Hematospermia usually results from either inflammation of the prostate or seminal vessicles. If you notice more blood in the initial portion of the ejaculate it usually implies the prostate and if more in the terminal component, the seminal vessicles. If this were acute bacterial prostatitis he would most likely have several symptoms which would include pain, fever, dysuria, and usually either perineal or suprapubic pain. There would also be significant tenderness with rectal examination and palpation of the prostate.
Depending on the symptoms that occur with the hematospermia, this drives the workup and treatment. If symptoms suggest acute bacterial prostatitis (fever, pain, dysuria).. a CBC, UA, culture, pain and boggyness with prostate palpation ...antibiotics are warranted.
If hematospermia from mere irritation is involved, a UA, rectal exam with prostatic message and examination of the expressed prostatic secretions are involved with various other testing possible depending on the initial findings. Treatment for this does not usually require antibiotic management.
Based on your boyfriend's symptoms, it does not suggest bacterial prostatitis as he is non-symptomatic between ejaculations and has no other constitutional symptoms. Still should be evaluated by a physician with the proper studies being performed.

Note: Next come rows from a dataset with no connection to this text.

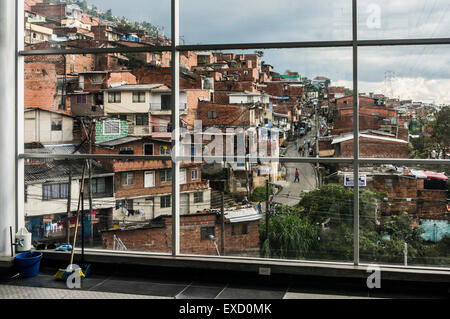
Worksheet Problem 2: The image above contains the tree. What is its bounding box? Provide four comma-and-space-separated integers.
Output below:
260, 207, 319, 259
430, 106, 450, 159
255, 50, 264, 58
299, 184, 378, 228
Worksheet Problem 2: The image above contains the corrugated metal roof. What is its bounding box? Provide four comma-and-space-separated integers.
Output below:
104, 84, 165, 92
95, 136, 141, 147
25, 159, 112, 185
224, 206, 262, 223
332, 133, 408, 145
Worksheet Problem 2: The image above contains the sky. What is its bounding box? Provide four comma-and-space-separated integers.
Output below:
87, 0, 450, 104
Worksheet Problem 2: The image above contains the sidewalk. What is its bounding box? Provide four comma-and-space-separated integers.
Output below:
273, 135, 318, 206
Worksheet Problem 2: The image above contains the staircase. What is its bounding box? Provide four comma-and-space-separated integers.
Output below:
210, 190, 239, 209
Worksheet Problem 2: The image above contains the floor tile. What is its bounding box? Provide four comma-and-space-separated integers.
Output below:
216, 286, 287, 299
176, 285, 226, 299
90, 278, 188, 297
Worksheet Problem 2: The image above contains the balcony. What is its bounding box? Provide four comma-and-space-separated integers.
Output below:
149, 103, 187, 113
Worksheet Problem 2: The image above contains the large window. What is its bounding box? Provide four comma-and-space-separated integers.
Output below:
103, 120, 121, 135
133, 92, 146, 103
108, 92, 121, 103
17, 0, 450, 270
42, 183, 69, 201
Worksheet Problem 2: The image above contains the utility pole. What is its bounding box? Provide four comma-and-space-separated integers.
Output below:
88, 119, 94, 246
315, 103, 321, 187
265, 179, 270, 245
220, 190, 225, 256
66, 172, 72, 244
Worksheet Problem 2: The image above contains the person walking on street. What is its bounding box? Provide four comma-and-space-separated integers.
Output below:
294, 168, 300, 183
257, 202, 262, 214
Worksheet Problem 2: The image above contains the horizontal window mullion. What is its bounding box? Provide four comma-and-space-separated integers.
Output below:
358, 158, 450, 165
177, 40, 353, 51
357, 37, 450, 47
19, 154, 449, 165
19, 153, 172, 161
19, 46, 172, 56
19, 38, 450, 57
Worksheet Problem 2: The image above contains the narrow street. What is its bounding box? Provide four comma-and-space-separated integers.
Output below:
273, 117, 319, 206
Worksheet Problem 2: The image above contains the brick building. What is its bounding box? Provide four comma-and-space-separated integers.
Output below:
101, 206, 262, 256
339, 167, 448, 220
332, 133, 409, 158
93, 136, 211, 221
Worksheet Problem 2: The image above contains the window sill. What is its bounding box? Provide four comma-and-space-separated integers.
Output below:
39, 249, 450, 284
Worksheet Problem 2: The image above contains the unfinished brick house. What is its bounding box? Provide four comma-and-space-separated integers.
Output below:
339, 167, 448, 220
93, 136, 211, 222
101, 206, 262, 256
331, 132, 409, 159
70, 70, 137, 117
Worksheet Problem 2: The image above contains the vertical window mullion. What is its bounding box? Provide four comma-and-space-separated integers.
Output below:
171, 0, 180, 256
352, 0, 360, 266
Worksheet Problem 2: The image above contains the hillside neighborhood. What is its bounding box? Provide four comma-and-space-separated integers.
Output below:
23, 0, 450, 265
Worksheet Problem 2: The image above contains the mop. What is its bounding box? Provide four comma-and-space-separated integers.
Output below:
54, 161, 87, 281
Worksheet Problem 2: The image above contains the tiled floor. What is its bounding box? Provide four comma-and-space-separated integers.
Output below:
0, 268, 446, 299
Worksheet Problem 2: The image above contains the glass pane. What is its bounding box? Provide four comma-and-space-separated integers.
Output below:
358, 0, 450, 40
180, 158, 355, 262
357, 164, 449, 268
24, 0, 170, 46
358, 45, 450, 159
177, 47, 355, 261
181, 0, 352, 44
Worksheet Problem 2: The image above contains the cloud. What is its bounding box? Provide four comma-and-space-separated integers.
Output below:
87, 0, 450, 103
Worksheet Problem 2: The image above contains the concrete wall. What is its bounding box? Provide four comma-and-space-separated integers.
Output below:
24, 109, 73, 144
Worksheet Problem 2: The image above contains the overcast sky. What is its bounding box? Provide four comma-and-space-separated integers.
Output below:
88, 0, 450, 104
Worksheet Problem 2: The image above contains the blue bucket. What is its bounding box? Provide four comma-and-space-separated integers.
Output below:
15, 251, 42, 278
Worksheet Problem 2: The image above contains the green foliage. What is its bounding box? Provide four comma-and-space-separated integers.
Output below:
430, 106, 450, 158
124, 53, 149, 69
251, 186, 273, 202
299, 184, 378, 228
260, 211, 319, 259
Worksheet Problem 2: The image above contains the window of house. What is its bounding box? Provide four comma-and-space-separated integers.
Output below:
108, 92, 121, 103
133, 92, 146, 103
201, 226, 215, 241
144, 144, 154, 156
76, 94, 87, 104
103, 120, 120, 135
42, 183, 69, 201
144, 171, 155, 188
124, 199, 134, 210
161, 95, 171, 110
92, 74, 103, 84
160, 195, 171, 208
160, 145, 171, 155
194, 191, 203, 203
208, 111, 217, 119
160, 169, 172, 183
242, 223, 249, 235
386, 179, 393, 188
135, 114, 149, 126
119, 147, 134, 155
91, 178, 106, 194
51, 116, 63, 131
121, 172, 135, 186
191, 169, 198, 181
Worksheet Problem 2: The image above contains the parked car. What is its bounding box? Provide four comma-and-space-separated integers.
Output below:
299, 128, 306, 136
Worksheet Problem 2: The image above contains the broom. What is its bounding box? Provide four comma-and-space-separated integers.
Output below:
54, 160, 87, 281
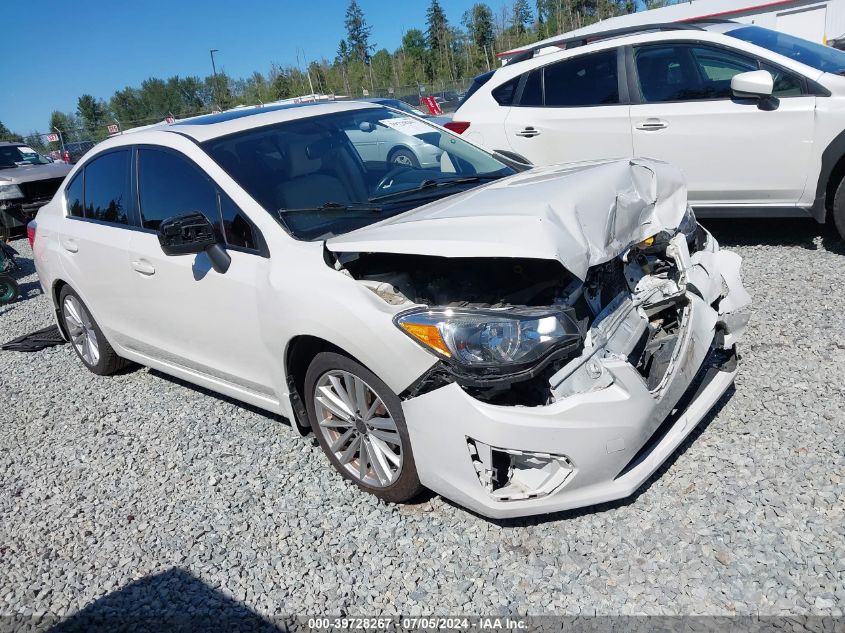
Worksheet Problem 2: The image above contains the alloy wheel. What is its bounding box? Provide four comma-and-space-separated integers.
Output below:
313, 370, 404, 488
391, 153, 414, 166
63, 295, 100, 366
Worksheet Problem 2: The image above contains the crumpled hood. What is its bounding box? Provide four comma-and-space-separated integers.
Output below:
0, 162, 72, 185
327, 158, 688, 280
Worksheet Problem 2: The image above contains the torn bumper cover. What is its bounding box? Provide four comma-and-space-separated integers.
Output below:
401, 233, 750, 519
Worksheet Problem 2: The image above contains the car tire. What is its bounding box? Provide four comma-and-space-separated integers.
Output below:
304, 351, 424, 503
388, 148, 420, 168
0, 275, 18, 305
59, 286, 128, 376
833, 176, 845, 240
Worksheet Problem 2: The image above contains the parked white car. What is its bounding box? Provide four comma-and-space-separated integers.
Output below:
30, 102, 750, 518
453, 20, 845, 238
343, 108, 443, 168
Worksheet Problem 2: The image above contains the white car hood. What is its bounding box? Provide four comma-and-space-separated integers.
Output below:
326, 158, 688, 280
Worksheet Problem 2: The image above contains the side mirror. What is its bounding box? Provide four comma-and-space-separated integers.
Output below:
157, 213, 231, 274
731, 70, 774, 99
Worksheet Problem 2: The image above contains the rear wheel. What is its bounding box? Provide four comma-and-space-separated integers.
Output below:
59, 286, 127, 375
304, 352, 423, 503
831, 175, 845, 239
388, 148, 420, 168
0, 275, 18, 305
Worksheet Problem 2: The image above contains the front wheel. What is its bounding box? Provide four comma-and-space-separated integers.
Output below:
59, 286, 128, 375
831, 175, 845, 239
0, 275, 18, 305
304, 352, 423, 503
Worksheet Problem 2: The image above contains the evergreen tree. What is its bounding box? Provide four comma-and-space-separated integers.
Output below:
345, 0, 373, 63
465, 3, 495, 51
511, 0, 533, 35
0, 121, 23, 142
76, 94, 106, 135
336, 40, 350, 64
426, 0, 453, 81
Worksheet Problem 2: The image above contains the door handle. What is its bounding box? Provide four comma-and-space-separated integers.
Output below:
61, 239, 78, 253
515, 127, 541, 138
636, 118, 668, 131
131, 260, 156, 276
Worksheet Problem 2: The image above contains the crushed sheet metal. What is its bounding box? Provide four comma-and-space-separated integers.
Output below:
326, 158, 687, 280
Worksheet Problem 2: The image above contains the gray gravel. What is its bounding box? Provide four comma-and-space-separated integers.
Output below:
1, 219, 843, 623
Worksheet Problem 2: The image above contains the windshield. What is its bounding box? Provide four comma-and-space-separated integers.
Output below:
379, 99, 426, 116
726, 25, 845, 74
202, 107, 514, 240
0, 145, 51, 169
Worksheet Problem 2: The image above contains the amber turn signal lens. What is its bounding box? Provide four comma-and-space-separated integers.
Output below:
399, 322, 452, 357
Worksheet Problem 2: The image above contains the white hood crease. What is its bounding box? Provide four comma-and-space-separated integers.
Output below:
327, 158, 688, 280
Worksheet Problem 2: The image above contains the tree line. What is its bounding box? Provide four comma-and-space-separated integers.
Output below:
2, 0, 667, 150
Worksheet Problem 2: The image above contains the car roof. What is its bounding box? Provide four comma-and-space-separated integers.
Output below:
480, 25, 819, 88
149, 100, 379, 144
0, 141, 24, 147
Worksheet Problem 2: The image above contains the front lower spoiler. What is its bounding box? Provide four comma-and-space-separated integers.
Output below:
400, 234, 749, 520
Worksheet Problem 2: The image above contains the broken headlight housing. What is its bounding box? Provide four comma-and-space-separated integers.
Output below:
637, 206, 700, 251
395, 306, 582, 375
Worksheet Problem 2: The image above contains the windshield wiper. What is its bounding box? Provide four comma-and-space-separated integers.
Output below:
369, 175, 500, 202
278, 201, 383, 215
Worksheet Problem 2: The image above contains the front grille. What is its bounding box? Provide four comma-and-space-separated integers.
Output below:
19, 178, 64, 203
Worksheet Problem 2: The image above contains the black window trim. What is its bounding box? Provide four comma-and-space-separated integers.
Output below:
627, 39, 824, 105
64, 147, 135, 229
133, 144, 269, 258
512, 45, 628, 108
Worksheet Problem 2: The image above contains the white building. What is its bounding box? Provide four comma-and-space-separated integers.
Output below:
499, 0, 845, 61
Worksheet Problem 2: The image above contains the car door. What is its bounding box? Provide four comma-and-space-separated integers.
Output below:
123, 146, 275, 398
503, 47, 634, 165
58, 149, 137, 342
629, 42, 816, 207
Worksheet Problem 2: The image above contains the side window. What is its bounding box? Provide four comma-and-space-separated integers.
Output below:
219, 192, 258, 251
636, 45, 700, 102
518, 69, 543, 106
761, 62, 804, 97
689, 46, 757, 98
492, 78, 518, 105
543, 49, 618, 107
636, 44, 772, 102
83, 150, 130, 225
137, 148, 219, 232
65, 173, 84, 218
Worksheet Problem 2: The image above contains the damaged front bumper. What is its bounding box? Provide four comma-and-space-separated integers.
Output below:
401, 232, 750, 519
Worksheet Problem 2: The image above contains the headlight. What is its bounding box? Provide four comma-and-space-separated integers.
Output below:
395, 307, 582, 373
0, 184, 24, 201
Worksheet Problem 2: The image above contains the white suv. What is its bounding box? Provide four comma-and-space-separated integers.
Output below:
30, 102, 749, 518
453, 21, 845, 238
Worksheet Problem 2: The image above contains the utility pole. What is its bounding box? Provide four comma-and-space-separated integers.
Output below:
53, 126, 65, 161
209, 49, 221, 110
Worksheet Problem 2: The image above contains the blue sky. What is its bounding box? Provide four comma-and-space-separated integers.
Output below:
1, 0, 512, 135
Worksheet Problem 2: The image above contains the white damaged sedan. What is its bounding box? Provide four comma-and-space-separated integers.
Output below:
30, 102, 750, 519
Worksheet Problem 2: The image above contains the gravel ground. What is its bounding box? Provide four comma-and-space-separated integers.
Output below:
0, 219, 843, 625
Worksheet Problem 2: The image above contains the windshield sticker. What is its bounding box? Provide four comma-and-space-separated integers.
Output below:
379, 117, 432, 137
19, 147, 38, 155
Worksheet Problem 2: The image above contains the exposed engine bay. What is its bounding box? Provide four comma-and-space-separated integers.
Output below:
330, 225, 737, 408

Just FYI, prostatitis is a general term for inflammation of the prostate. This can be due to any number of factors including infection or trauma. It is very possible that his colonoscopy could have bruised and irritated the prostate causing his symptoms. Prostatitis is not an uncommon problem following instrumentation or trauma. Once again it is doubtful that this represents acute bacterial prosatitis given the lack of other symptoms nor would it suggest chronic bacterial prostatitis as he never had the acute symptoms, nor has the duration of his symptoms been long enough to classify it as such.
Once again, he should see his MD for evaluation.